CN114849490A - Preparation method of high-efficiency low-resistance super-hydrophobic nanofiber composite membrane - Google Patents

Abstract

The invention discloses a preparation method of a high-efficiency low-resistance super-hydrophobic nanofiber composite membrane, which comprises a lower supporting layer, a middle nanofiber layer and a surface microsphere layer, wherein the lower supporting layer is arranged on the lower surface of the middle nanofiber layer; the supporting layer is a non-woven fabric which plays a role in supporting and protecting; the nanofiber layer is polyvinylidene fluoride (PVDF) nanofibers without microspheres; the microsphere layer is polyvinylidene fluoride (PVDF) nanofiber with microspheres. The preparation method comprises the steps of dissolving polyvinylidene fluoride (PVDF) in an organic solvent to prepare an electrostatic spinning solution, and then sequentially spinning through a needleless electrostatic spinning machine to obtain a nanofiber layer and a microsphere layer. The filter membrane prepared by the electrostatic spinning technology has small filtration resistance and high filtration efficiency, and solves the problem that the conventional filter membrane is difficult to realize high-efficiency filtration on the premise of small filtration resistance. The super-hydrophobic layer provided by the invention utilizes the hydrophobicity of PVDF and a rough structure provided by PVDF microspheres, and does not need to add other hydrophobic agents. The preparation method is simple and the preparation process is controllable.

Description

Preparation method of high-efficiency low-resistance super-hydrophobic nanofiber composite membrane

Technical Field

The invention belongs to the field of preparation of filtering membranes, and relates to a preparation method of a high-efficiency low-resistance super-hydrophobic nanofiber composite membrane.

Background

The hydrophobic membrane has excellent waterproof and anti-fouling performances and self-cleaning performances, and can be widely applied to the fields of gas absorption, membrane distillation, oil-water separation and the like.

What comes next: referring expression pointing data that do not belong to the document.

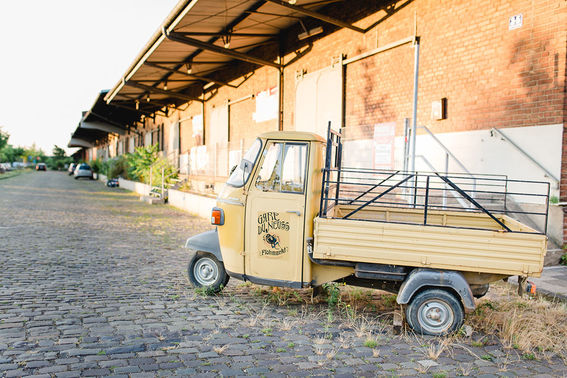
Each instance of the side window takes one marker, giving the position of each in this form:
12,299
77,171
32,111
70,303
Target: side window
283,168
293,174
269,176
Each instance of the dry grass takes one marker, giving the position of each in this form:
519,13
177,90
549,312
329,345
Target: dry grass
534,326
220,350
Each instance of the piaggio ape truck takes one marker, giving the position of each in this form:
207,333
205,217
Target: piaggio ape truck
291,215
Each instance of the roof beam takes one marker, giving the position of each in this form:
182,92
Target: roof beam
78,142
319,16
184,62
226,34
103,126
176,37
197,77
148,88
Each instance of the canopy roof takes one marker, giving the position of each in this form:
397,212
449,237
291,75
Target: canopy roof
101,120
200,38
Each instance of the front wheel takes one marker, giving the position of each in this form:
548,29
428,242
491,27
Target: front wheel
205,270
435,312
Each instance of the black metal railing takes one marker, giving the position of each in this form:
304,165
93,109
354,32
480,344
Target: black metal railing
493,195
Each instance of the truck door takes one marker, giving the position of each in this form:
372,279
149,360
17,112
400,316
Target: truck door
275,215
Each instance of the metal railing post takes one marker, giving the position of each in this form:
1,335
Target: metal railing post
150,191
162,183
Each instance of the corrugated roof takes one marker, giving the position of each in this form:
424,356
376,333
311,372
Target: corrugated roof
201,37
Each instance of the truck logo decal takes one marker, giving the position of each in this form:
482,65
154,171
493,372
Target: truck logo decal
272,240
273,233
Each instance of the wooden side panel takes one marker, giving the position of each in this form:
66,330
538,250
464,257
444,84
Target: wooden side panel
429,246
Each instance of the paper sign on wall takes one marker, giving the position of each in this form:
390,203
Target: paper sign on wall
266,105
197,124
384,134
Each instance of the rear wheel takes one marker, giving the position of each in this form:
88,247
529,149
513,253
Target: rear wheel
435,312
205,270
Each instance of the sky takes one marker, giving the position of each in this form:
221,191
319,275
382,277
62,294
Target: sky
57,55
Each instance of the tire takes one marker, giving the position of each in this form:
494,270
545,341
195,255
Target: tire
205,270
435,312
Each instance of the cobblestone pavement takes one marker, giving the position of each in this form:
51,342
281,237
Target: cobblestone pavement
93,283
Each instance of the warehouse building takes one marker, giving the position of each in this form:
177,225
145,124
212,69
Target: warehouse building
482,82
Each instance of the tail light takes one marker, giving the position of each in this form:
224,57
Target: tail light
217,217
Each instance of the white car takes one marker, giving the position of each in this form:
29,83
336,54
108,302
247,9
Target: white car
83,170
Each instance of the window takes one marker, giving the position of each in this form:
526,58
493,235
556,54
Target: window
240,175
289,176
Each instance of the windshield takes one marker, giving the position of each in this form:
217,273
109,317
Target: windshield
240,175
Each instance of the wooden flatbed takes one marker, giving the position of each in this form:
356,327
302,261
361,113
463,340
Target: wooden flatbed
460,241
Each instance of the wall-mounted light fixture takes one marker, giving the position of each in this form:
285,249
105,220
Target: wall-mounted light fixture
310,33
226,39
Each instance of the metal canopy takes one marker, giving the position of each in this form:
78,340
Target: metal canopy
102,119
200,37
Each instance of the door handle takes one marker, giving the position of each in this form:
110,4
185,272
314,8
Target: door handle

The traditional hydrophobic membrane is prepared by a coating method, a grafting method and other methods, the preparation process is complex, and the hydrophobic coating prepared by the coating and other processes is easy to fall off and has low mechanical strength. The method utilizes the electrostatic spinning process to electrically spin the polyvinylidene fluoride (PVDF), utilizes the hydrophobicity of the PVDF and the PVDF microspheres to provide a certain coarse structure so as to obtain the super-hydrophobic surface, does not need to add other hydrophobic agents, and has low cost and simple process. And the traditional filter membrane has the defects of low filtration efficiency, large filtration resistance and the like, and is difficult to ensure that the traditional filter membrane has higher filtration efficiency on the premise of lower filtration resistance, and the electrospun nanofiber has the advantages of small fiber diameter, large specific surface area and the like, so that the direct interception effect of the electrospun nanofiber on particle filtration is more obvious under the condition of the same air pressure loss in the air filtration process, and the filtration efficiency of the membrane is favorably improved. The advantages of the electrospun nanofibers in filtration enable the electrospun nanofibers to gradually replace traditional filtration membranes and be applied to various high-efficiency filtration devices.

The electrostatic spinning nanofiber membrane has high porosity and can be applied to the field of filtration. Chinese patent CN202110618218.3, a composite nano antibacterial air filtration membrane, adds an antibacterial agent into an electrostatic spinning solution to prepare an antibacterial nano membrane, and the nano fiber membrane layer is bonded with an aggregate base layer by a bonding layer through hot pressing to form the antibacterial air filtration membrane. China 'special for adsorbing printing and dyeing wastewater' China application No. CN202110624297 'polyacrylonitrile nanofiber membrane and preparation method thereof', bamboo shoot shell fibers are extracted from bamboo shoot shells, nanowhiskers are prepared, the bamboo shoot shell nanowhiskers and polyacrylonitrile are used as raw materials, and an electrostatic spinning technology is adopted to prepare the nanofiber membrane which can be used for dye adsorption.

Disclosure of Invention

In order to overcome the defects of low air filtration efficiency, large air resistance, easy falling of a super-hydrophobic coating and the like of a filter membrane in the prior art, the invention provides a preparation method of a high-efficiency low-resistance super-hydrophobic nanofiber composite membrane.

The technical scheme of the invention is as follows:

a high-efficiency low-resistance super-hydrophobic nanofiber composite membrane comprises a lower supporting layer, a middle nanofiber layer and a microsphere layer on the surface; the supporting layer is a non-woven fabric which plays a role in supporting and protecting; the nanofiber layer is polyvinylidene fluoride (PVDF) nanofibers without microspheres; the microsphere layer is polyvinylidene fluoride (PVDF) nanofiber with microspheres.

Preferably, the pore size of the support layer is larger than that of the nanofiber layer, and the retention rate of the support layer on particles with the particle size of more than 0.3 mu m is less than 5%; the diameter of the microsphere is between 1 and 3 mu m; the fiber diameter of the nanofiber layer is between 200 and 1000 nm.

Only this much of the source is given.